The good thing is that we don’t have to fully understand it in order to participate in it. But it is healthy to be comfortable with the mystery involved or the limits to our understanding. And we must resist the urge to – just because we can’t fully understand it – oversimplify it or reduce it to one verse, etc.

The opposite of over-simplifying it is not necessarily over-complicating it. The opposite of over-simplifying something could also be simply to let it be. And resisting the urge to reduce an irreducibly complex matter to something overly-simple so that we feel comfortable with it. When we try to do that, we end up missing out on good stuff and often embracing errors.

Peace be with you!

Linebyline June 8, 2011 at 3:42 pm

Chesterton said that the opposite of funny isn’t serious, but just not funny. I think the same applies to oversimplifying and overcomplicating things, as you mention here.

Interesting you should mention scrupulosity: Having a touch of that myself, I tend both to oversimplify things and overcomplicate things. Sometimes the same things!

Vince July 21, 2011 at 2:55 pm

There are a lot of simple religions out there – we call them false religions. They’re usually defended by simple comments as “your daddy will always love you.” I’ve literally heard that one from a well-meaning Protestant.

Why anyone would think that something as complex and wonderful and incomprehensible as God would be simple to understand is beyond me. Catholicism – real, hard core, fundamental Catholicism – is a religion for people who understand that it’s a little more complex than saying a “Sinner’s Prayer” in the back of a church one day and claiming now to be always saved.

Your daddy may always love you, but you can separate yourself from His love by your actions and your stubborn defiance to his commandments.

Remember what CS Lewis said about atheism and simplistic religions, “Both these are boy’s philosophies.”

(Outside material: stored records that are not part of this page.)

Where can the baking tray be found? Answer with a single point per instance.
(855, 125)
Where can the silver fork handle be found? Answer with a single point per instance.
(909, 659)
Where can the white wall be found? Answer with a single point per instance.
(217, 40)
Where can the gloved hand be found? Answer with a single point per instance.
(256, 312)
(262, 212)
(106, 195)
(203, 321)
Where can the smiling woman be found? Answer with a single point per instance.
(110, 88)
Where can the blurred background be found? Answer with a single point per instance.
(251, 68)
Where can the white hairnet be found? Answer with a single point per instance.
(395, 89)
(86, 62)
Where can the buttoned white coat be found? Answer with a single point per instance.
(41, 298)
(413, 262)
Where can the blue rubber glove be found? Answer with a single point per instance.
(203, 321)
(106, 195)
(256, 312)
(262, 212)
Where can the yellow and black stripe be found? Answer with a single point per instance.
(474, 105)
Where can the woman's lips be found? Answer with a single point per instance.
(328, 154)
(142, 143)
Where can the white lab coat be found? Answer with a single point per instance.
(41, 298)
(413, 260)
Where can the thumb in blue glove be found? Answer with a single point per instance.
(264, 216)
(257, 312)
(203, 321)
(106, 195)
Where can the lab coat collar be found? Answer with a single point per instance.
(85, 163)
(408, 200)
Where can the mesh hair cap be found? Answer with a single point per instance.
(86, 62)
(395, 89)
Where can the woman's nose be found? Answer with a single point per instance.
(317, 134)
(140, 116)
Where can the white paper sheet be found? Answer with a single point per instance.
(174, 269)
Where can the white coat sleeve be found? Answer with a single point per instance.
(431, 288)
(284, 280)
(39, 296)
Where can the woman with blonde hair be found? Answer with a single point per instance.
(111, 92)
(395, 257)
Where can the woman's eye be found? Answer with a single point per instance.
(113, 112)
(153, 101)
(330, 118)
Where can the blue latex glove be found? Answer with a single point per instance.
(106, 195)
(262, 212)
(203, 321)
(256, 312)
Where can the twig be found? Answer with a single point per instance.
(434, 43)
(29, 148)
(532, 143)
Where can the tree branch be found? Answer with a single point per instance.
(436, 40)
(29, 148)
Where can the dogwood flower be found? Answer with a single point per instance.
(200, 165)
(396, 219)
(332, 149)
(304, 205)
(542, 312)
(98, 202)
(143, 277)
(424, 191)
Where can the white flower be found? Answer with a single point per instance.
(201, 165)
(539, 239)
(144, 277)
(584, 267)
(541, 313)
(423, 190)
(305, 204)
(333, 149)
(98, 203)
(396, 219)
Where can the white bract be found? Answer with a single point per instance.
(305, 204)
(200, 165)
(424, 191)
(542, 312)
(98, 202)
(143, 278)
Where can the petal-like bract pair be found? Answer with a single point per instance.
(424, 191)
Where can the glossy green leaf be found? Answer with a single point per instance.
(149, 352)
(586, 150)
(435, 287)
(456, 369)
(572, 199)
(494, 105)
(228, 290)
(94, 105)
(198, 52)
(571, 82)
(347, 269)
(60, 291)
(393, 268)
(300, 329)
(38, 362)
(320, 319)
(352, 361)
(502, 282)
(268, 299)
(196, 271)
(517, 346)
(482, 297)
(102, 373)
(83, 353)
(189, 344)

John April 1, 2013 at 3:38 am

Dear Catholic Christian brothers, peace be with you and your loved ones. As an Afghan Catholic Christian my special thanks wholeheartedly goes to brother Matt for his creativity and establishment of this blogma. Your thoughts and viewpoints are undoubtedly quite helpful to me. I learned a lot about my religion, Christianity, here and I appreciate your great efforts in putting your lovely words here which is a clear guidance to Christians like me who live in a country surrendered 99% by Muslim majority and where there is no Church and Christians like me are not allowed to have church and to practice their religion.
Lets pray for me, my family and kids, my country as a whole for our safety and security and for having a lawful government to allow minorities like me, christians to be also able to practice their religion and be able to open Churches for the followers of the Christian faith.
Love you all brothers and sistes,
Your prayers are the utmost importance for me.